ESC Lille School of Management
- Motto: leadership, negotiation, responsibility, problem-solving, integrity, team spirit
- Type: Grande Ecole
- Established: 1892
- Undergraduates: 1800
- Postgraduates: 550
- Location: Paris-Lille, France
- Affiliations: EQUIS
- Website: www.esc-lille.com

= ESC Lille =

French business school

ESC Lille is a French business school founded in 1892. It has two campuses, one in Lille and one in Paris. ESC Lille is EQUIS accredited by the EFMD (European Foundation for Management Education) and the Conference Of The Grandes Ecoles.

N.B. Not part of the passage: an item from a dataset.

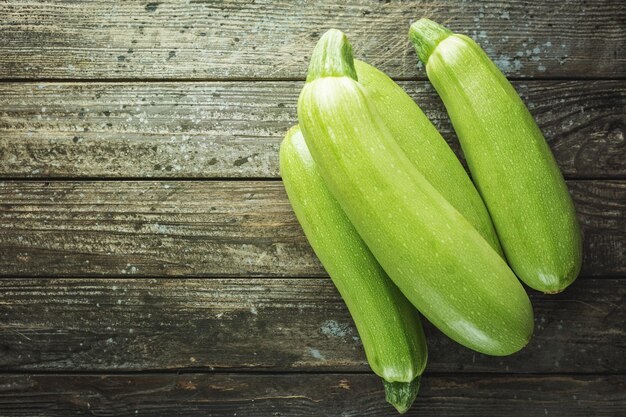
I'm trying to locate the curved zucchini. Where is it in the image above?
[354,60,504,256]
[280,126,427,413]
[409,19,582,293]
[298,30,533,355]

In 2005, it was the first European business school to be accredited by Project Management Institute’s Global Accreditation Center for Project Management (GACPM), and is still the only PMI-accredited business school in France. In July 2009 the union of Ceram Business School and ESC Lille was announced. It will create the largest French business school in terms of student numbers. The new school, named Skema Business School (School of Knowledge Economy and MAnagement), span three sites in France in Lille, Paris and Sophia Antipolis near Nice and three sites: in China (Suzhou) United States (Raleigh, NC) and Brazil (Belo Orizonte).

In May 2019 SKEMA Business School announced the opening of a new site in Cape Town (South Africa) and the possibility to enter in Russia and India.

== Ranking ==

In 2009, the ESC Lille Grande Ecole Programme ranked 14th in the Financial Times ranking of European Masters in Management.

In 2008, the school was ranked #47 in the "European Business School ranking" of Financial Times.